Abstract

Las causas comunes de las químicas hepáticas anormales en pacientes infectados por el virus de la inmunodeficiencia humana (VIH) son multifactoriales. El diagnóstico de la hepatitis autoinmune (HAI) en pacientes infectados por el VIH es intrigante, pero los datos son escasos. Se ha descrito el desenmascaramiento de la HIA durante la reconstitución inmunitaria en pacientes con VIH tras el inicio de la terapia antirretroviral, pero no con el síndrome de inmunodeficiencia adquirida (SIDA) avanzado. Aquí presentamos un caso fascinante de un hombre afroamericano de 32 años con SIDA avanzado que presentó transaminasas elevadas. Se le diagnosticó HIA antes de iniciar la terapia antirretroviral y se le trató con éxito con prednisolona y azatioprina con terapia antirretroviral a pesar de un recuento de CD4 muy bajo.

1. Introducción

Los pacientes con infección por el virus de la inmunodeficiencia humana (VIH) presentan una gran variedad de causas de elevación de la química hepática. Algunas etiologías comunes son las coinfecciones como la hepatitis B (VHB), la hepatitis C (VHC), las infecciones oportunistas y la enfermedad del hígado graso alcohólico y no alcohólico, y entre las causas menos comunes se encuentran la colecistitis, la colangiopatía relacionada con el SIDA y la toxicidad por fármacos antirretrovirales.
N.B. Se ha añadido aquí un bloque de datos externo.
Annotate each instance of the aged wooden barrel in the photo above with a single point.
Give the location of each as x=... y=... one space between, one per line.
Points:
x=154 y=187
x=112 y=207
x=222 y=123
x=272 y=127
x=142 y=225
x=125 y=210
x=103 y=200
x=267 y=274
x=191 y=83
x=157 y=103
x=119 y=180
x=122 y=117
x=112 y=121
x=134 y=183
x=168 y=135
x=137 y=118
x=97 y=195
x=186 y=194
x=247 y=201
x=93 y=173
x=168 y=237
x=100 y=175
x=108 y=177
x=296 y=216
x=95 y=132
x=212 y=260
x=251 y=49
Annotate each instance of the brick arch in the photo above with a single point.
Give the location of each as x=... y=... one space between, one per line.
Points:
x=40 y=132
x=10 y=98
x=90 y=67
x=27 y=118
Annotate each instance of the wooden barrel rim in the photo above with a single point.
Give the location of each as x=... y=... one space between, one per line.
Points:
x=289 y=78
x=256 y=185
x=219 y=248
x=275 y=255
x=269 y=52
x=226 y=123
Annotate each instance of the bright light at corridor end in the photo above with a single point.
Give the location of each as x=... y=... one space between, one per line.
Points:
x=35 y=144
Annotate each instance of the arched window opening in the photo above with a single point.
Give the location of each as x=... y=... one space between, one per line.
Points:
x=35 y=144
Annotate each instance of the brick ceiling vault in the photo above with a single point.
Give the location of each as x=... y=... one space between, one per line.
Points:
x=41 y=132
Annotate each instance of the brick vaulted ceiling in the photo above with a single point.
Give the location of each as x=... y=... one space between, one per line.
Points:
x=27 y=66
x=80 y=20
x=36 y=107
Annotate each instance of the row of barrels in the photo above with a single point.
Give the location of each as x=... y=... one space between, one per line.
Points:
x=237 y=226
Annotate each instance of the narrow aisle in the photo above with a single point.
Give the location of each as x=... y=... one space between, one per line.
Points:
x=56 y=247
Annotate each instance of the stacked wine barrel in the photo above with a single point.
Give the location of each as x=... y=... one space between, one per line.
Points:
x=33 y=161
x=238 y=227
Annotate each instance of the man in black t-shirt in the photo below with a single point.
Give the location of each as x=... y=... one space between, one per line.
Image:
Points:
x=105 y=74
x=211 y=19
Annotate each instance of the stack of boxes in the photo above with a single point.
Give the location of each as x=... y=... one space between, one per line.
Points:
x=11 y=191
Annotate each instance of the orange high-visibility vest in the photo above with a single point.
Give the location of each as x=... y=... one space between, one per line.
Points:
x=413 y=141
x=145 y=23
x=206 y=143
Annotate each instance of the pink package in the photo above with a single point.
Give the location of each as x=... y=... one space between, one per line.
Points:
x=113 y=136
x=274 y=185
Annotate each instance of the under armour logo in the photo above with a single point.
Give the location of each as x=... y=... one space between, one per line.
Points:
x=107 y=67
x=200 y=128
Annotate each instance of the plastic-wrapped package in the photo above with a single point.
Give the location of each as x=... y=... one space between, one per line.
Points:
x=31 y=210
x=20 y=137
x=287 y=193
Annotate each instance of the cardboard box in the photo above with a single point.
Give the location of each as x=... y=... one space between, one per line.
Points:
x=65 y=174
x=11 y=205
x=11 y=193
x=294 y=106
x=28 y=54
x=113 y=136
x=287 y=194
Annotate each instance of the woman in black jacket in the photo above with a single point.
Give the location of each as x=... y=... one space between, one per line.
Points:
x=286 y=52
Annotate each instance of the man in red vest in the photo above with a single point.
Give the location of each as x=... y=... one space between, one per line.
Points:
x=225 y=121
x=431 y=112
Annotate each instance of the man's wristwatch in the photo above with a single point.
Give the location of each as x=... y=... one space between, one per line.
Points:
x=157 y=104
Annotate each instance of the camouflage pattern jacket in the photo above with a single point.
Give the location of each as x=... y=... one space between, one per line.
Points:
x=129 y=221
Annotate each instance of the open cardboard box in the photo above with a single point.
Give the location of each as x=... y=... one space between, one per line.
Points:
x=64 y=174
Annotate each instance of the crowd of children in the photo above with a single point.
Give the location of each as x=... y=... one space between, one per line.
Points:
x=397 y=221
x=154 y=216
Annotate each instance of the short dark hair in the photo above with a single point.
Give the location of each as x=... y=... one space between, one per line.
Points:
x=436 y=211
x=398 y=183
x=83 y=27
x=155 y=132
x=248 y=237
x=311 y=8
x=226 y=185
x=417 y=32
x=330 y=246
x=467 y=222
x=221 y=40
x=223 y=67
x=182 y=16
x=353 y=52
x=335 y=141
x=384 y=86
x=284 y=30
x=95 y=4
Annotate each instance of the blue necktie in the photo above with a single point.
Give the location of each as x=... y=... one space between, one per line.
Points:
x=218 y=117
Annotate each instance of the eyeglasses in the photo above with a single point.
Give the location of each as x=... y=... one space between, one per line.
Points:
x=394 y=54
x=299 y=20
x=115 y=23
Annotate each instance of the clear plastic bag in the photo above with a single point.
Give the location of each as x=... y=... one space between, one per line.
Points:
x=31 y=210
La hepatitis autoinmune (HAI) es una causa poco frecuente de alteración de la función hepática en pacientes con VIH. La relación entre el VIH y la HIA es interesante. La fisiopatología de la HIA comienza con la pérdida de autotolerancia de los linfocitos T, lo que provoca una cascada inmunitaria abrumadora que da lugar a autoanticuerpos contra las células hepáticas. Por otro lado, el VIH es una enfermedad que provoca una disminución de la actividad del sistema inmunitario al infectar y destruir los linfocitos T y, en ocasiones, también desarrollar diversos anticuerpos por estimulación policlonal de las células B. El diagnóstico de sida se realiza cuando un paciente con una infección por el VIH queda significativamente inmunocomprometido con un recuento de CD4 muy reducido. Este nivel muy bajo de células CD4 y el estado de inmunocompromiso severo es la base de por qué el desarrollo de la HIA en un paciente con SIDA puede ser extremadamente raro. Hasta donde sabemos, nunca se ha descrito una HIA con SIDA avanzado. Además, el tratamiento de la HIA con altas dosis de medicación inmunosupresora suele ser arriesgado en pacientes con SIDA. En este artículo se presenta el caso de un paciente con SIDA avanzado al que se le diagnosticó HIA antes de iniciar la terapia antirretroviral y que logró la remisión de la transaminitis con la terapia inmunosupresora estándar para la HIA y la terapia antirretroviral sin ningún efecto secundario.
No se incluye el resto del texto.